Two Is All It Takes: Asymptotic and Concrete Improvements for Solving Code Equivalence

Abstract

The Linear Code Equivalence ($\mathsf{LCE}$) problem asks, for two given linear codes $\mathcal{C}, \mathcal{C}'$, to find a monomial $\mathbf{Q}$ mapping $\mathcal{C}$ into $\mathcal{C}'$. Algorithms solving $\mathsf{LCE}$ crucially rely on a (heuristic) subroutine, which recovers the secret monomial from $\Omega(\log n)$ pairs of codewords $(\mathbf{v}_i, \mathbf{w}_i)\in \mathcal{C} \times \mathcal{C}'$ satisfying $\mathbf{w}_i = \mathbf{v}_i\mathbf{Q}$. We greatly improve on this known bound by giving a constructive (heuristic) algorithm that recovers the secret monomial from any \emph{two} pairs of such codewords for any $q\geq 23$. We then show that this reduction in the number of required pairs enables the design of a more efficient algorithm for solving the $\mathsf{LCE}$ problem.
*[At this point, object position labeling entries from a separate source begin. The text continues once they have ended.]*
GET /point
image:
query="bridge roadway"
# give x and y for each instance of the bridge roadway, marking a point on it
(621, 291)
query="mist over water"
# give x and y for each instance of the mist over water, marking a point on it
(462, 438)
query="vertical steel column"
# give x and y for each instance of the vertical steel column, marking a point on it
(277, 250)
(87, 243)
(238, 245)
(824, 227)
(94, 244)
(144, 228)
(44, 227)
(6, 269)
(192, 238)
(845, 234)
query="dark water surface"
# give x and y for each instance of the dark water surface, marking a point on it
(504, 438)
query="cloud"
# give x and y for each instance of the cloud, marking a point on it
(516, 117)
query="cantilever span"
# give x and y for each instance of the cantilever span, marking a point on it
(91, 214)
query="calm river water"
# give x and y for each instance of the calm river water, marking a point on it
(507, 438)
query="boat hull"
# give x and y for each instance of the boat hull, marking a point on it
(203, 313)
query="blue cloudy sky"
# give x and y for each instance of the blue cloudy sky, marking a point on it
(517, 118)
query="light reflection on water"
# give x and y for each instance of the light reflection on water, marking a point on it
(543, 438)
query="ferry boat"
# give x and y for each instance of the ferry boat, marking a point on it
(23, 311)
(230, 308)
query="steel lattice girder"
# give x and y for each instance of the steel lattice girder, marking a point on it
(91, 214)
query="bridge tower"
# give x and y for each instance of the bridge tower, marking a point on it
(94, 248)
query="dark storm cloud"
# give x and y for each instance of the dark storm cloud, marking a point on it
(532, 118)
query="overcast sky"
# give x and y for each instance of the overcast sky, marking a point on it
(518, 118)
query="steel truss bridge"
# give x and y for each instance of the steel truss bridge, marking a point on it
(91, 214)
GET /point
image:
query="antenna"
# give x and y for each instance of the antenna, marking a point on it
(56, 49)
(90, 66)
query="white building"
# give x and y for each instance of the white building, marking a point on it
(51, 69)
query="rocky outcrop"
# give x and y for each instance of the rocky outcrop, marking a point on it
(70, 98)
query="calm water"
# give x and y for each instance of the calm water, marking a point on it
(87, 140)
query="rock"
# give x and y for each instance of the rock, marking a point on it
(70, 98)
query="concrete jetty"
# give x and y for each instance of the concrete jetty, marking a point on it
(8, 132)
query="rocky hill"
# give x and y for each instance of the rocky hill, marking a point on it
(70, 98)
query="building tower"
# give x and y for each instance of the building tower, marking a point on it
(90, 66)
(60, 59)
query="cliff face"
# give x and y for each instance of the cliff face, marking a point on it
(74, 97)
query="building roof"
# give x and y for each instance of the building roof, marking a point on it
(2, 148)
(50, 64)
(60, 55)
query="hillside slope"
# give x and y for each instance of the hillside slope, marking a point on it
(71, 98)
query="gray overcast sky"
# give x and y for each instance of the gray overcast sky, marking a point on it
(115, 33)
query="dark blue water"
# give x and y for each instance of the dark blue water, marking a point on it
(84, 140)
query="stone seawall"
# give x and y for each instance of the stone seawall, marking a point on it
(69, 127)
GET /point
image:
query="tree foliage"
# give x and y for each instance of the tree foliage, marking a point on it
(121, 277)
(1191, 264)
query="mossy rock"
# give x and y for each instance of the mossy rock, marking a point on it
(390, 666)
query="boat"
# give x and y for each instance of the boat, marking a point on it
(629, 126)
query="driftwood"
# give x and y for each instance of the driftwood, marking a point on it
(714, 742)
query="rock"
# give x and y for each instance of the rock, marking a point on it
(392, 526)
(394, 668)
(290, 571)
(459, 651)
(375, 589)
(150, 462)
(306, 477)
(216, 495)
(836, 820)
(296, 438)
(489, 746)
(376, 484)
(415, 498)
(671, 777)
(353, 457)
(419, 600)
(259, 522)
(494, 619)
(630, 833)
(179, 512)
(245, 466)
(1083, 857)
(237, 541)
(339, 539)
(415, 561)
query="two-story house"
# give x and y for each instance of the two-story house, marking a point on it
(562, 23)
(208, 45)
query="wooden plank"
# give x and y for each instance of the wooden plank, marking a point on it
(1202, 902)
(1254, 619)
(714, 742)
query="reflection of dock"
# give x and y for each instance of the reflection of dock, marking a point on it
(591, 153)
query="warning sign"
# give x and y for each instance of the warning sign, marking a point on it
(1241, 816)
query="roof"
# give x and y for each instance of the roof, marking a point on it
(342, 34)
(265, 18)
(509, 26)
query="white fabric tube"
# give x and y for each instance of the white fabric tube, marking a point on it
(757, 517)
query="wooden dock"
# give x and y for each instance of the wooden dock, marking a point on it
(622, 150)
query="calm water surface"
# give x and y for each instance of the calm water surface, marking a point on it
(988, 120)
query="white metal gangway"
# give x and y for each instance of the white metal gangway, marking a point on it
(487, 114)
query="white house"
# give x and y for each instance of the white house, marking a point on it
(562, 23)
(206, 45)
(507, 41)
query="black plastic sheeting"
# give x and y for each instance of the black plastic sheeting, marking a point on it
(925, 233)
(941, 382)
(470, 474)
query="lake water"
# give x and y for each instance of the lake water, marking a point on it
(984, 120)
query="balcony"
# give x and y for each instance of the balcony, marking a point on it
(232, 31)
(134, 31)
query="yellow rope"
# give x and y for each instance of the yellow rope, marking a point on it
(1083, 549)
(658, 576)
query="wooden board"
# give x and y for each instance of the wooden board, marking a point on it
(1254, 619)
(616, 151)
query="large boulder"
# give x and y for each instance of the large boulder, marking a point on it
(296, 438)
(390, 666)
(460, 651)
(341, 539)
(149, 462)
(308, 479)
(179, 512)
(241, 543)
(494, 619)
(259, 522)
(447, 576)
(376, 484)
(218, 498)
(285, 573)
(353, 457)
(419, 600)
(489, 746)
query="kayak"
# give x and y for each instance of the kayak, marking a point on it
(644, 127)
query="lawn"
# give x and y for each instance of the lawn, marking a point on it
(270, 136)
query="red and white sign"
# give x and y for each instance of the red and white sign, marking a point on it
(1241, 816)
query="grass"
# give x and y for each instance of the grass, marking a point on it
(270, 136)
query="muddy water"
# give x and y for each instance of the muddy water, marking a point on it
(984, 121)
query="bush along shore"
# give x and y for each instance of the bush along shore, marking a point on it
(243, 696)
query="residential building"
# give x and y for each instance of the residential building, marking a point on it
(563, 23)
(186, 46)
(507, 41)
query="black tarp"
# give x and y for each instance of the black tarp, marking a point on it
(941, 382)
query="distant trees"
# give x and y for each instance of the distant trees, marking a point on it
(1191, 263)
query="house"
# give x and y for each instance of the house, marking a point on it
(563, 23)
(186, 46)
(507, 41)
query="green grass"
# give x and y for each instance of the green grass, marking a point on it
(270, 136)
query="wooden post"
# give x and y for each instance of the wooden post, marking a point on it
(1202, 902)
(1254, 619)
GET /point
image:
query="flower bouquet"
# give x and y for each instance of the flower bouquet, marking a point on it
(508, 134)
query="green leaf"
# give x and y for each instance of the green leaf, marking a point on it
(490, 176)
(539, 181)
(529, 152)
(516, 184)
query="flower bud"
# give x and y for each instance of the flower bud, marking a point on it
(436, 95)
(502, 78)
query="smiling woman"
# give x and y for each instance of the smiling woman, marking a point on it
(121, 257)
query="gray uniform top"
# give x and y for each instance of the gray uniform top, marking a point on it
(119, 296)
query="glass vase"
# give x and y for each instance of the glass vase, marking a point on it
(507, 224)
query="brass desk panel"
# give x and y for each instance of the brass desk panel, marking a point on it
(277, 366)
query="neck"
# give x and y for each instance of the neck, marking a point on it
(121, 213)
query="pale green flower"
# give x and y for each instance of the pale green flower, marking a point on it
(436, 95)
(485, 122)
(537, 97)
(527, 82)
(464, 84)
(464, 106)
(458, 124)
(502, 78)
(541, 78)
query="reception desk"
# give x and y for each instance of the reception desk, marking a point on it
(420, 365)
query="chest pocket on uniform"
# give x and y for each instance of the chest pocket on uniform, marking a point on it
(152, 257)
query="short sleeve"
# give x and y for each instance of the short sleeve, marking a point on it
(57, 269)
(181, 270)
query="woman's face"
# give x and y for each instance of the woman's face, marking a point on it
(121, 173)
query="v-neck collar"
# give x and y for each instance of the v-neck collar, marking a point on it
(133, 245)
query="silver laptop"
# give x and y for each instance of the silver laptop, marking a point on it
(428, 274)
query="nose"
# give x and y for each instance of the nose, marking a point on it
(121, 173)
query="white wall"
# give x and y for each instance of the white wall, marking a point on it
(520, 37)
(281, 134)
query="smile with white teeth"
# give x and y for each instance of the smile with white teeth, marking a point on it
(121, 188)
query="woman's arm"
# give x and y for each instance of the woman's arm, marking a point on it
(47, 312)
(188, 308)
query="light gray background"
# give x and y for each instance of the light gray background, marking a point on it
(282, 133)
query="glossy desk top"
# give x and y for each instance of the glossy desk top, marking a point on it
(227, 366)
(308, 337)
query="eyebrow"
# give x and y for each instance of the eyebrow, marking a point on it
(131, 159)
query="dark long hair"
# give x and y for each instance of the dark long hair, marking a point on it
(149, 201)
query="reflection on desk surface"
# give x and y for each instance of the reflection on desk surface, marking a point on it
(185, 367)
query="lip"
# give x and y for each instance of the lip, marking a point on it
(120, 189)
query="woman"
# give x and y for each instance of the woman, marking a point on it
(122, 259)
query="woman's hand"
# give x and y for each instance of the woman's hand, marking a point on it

Our asymptotic analysis shows that this algorithm outperforms previous approaches for a wide range of parameters, including all parameters proposed across the literature. Furthermore, our concrete analysis reveals significant bit security reductions for suggested parameters. Most notably, in the context of the LESS signature scheme, a second-round contender in the ongoing NIST standardization effort for post-quantum secure digital signatures, we obtain bit security reductions of up to 24 bits.